Lewis also had the community looking out for him. Friends started the Pat Lewis Heart Transplant Fund to help Lewis offset costs associated with the transplant. The fund has benefited from ongoing fund-raisers, including a silent auction in May and a yard sale in June.

Lewis felt comfortable going to OHSU for his transplant. "They've been doing it the longest in the Northwest," Lewis said. "I was heart transplant number 385."

While 20,000 people in the country wait for heart transplants, Lewis said, fewer than 1,500 will receive one. But OHSU leads in research on a new device that might make the difference by keeping one's original heart going, Lewis said. "Getting a heart is a precious gift, so it's nice to see devices that help people wait.

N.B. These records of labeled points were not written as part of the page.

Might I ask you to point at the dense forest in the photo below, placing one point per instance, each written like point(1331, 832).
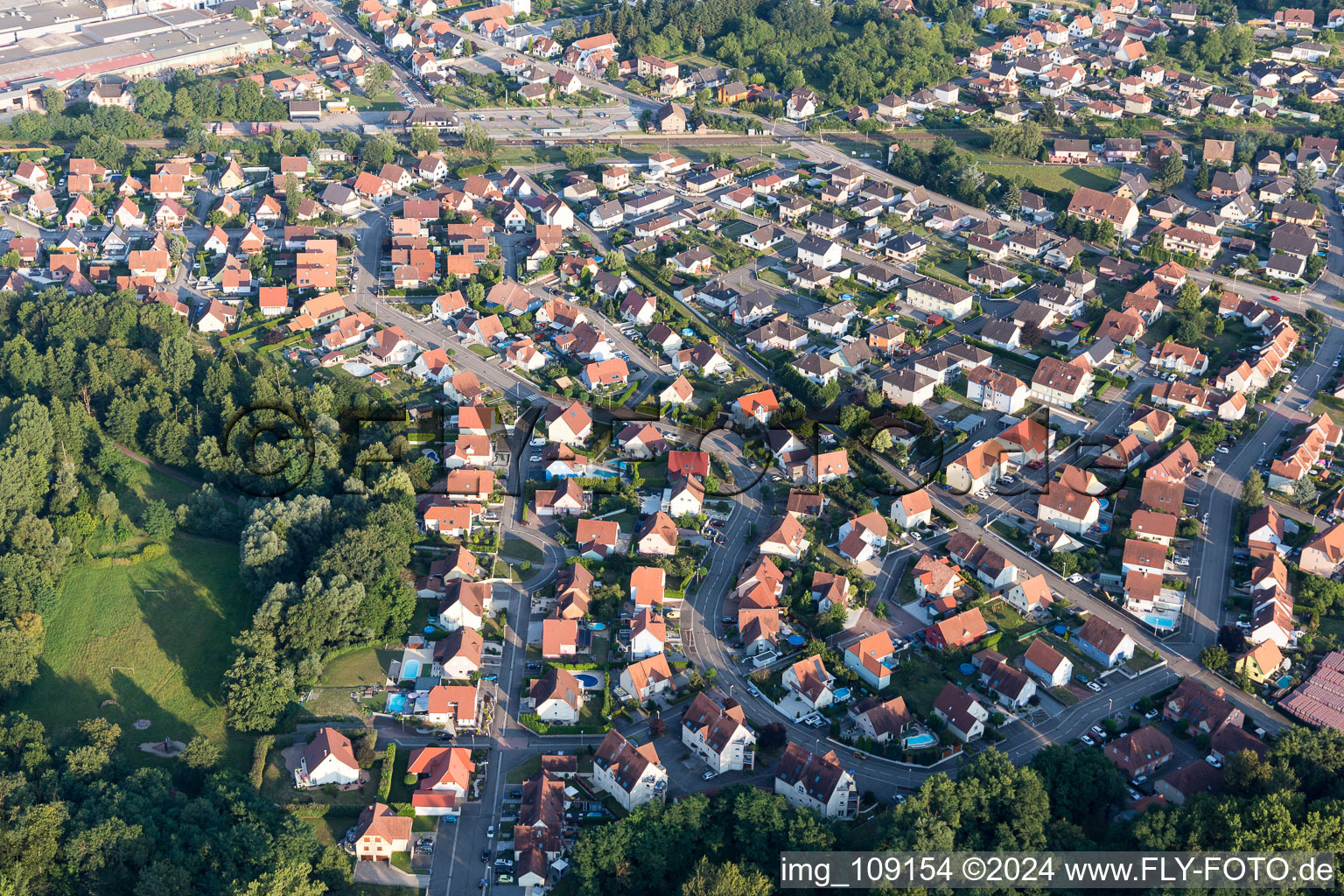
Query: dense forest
point(729, 845)
point(84, 375)
point(80, 820)
point(848, 52)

"OHSU has excellent people. They did everything they could and did their best to get me home as soon as possible," Lewis said.

His one concern: "It would be nice to see support groups before or after the surgery so I can ask questions and find out information." Other transplant recipients have helped Lewis the most by telling him what to expect. "The doctors are so busy," Lewis said, that they might not have the time to explain.

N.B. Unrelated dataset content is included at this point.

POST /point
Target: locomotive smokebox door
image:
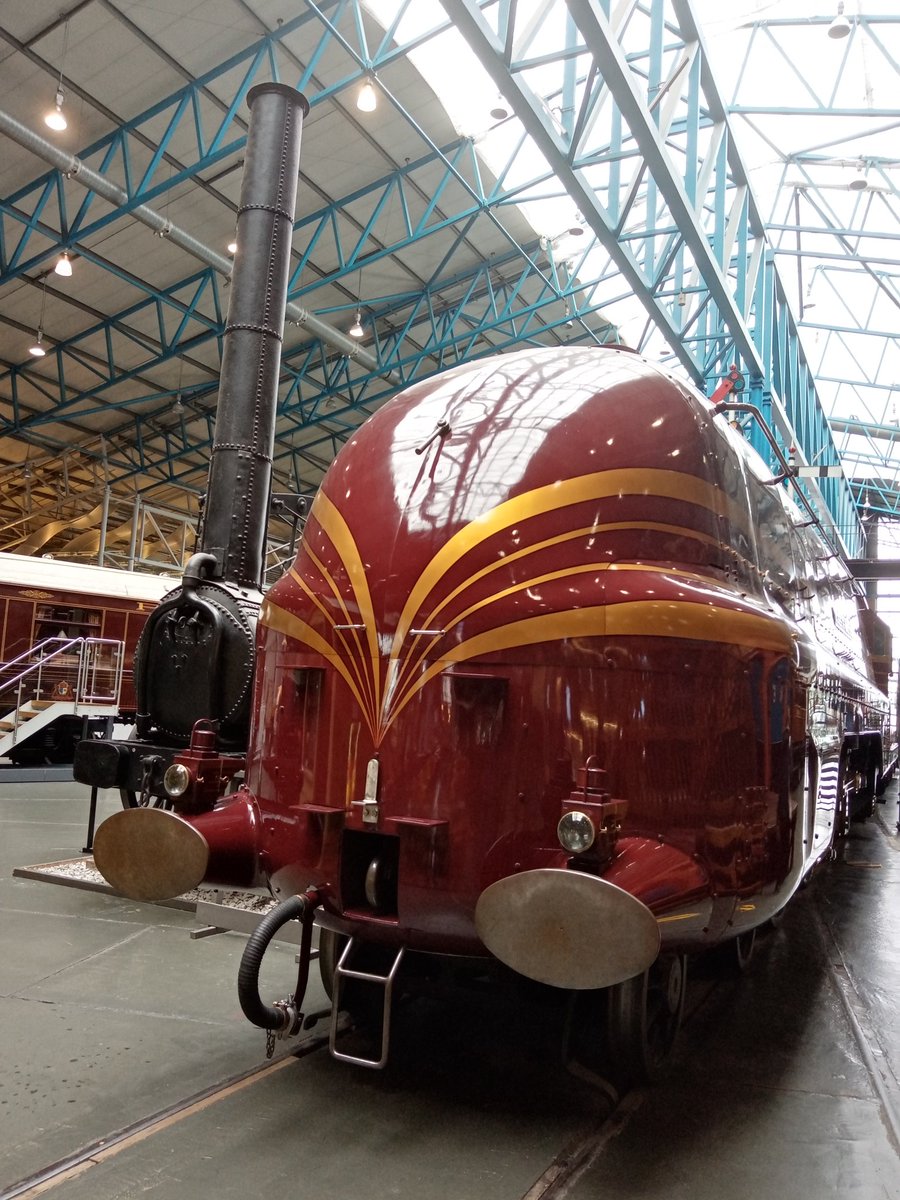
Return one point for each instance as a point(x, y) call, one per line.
point(196, 657)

Kunkle would like to see the doctors and specialists slow down and pay closer attention to the patients and their families. "They need to listen to parents with open ears," he said. "They're not with the children 24/7 like we are."

Southard said she appreciates patient input and will share these concerns with the hospital administrators. "We welcome that kind of thing," she said, noting "I've worked for a lot of different hospitals and I have been the most impressed with the care I see delivered at OHSU."

Christine Decker walks from the Casey Eye Institute to Doernbecher hospital, passing grand views of the city and the Willamette River. Cutting from building to elevator to parking lot, she says that OHSU is Portland's largest employer, the fourth-largest in the state. And growing -- OHSU has plans for a new site along the river.

As it expands its services, OHSU will continue to draw people from Polk and other Oregon counties. The hospitals see 151,000 patients annually, coming from every county in the state and beyond. "We don't turn anyone away," Decker said proudly. "Other hospitals can't say that."

Pat Lewis didn't come to Dallas to live near a state-of-the-art medical facility, but he's thankful now. "It's a godsend," Lewis said.

"It's divine intervention that I moved here. Many people move to Portland and the Northwest because your chances of getting a heart are greater here than anywhere else in the country."

OHSU has performed heart, kidney, liver, lung and pancreas transplants longer than any other hospital in Oregon. No other hospital performs bone marrow or lung transplants, and OHSU patients do better after all these transplants than the national average.

But the story never ends with the transplant. Both Lewis and Kunkle must take medicines to suppress their immune systems. In addition to side effects such as mood swings, the medication leaves them open to diseases.

"His immune system is cut in half, so he picks up all kinds of viruses," Craig Kunkle said of Holden. "And then too many antibiotics kill too many good germs.

"We constantly have to deal with those issues."

Craig speculated that if he couldn't take Holden to Doernbecher, he'd need to find a similar hospital, even one states away, like Children's Hospital at the University of Nebraska. As it is, Holden can get to his checkups in just over an hour.

"It means a lot," Craig said. "You make life decisions based around the fact that you have the availability to get there.

"If I relocate, I'd do so within the distance from Doernbecher I am now. I wouldn't go further away because I can't get there fast enough.

"It's a nice feeling to be so close to something like that."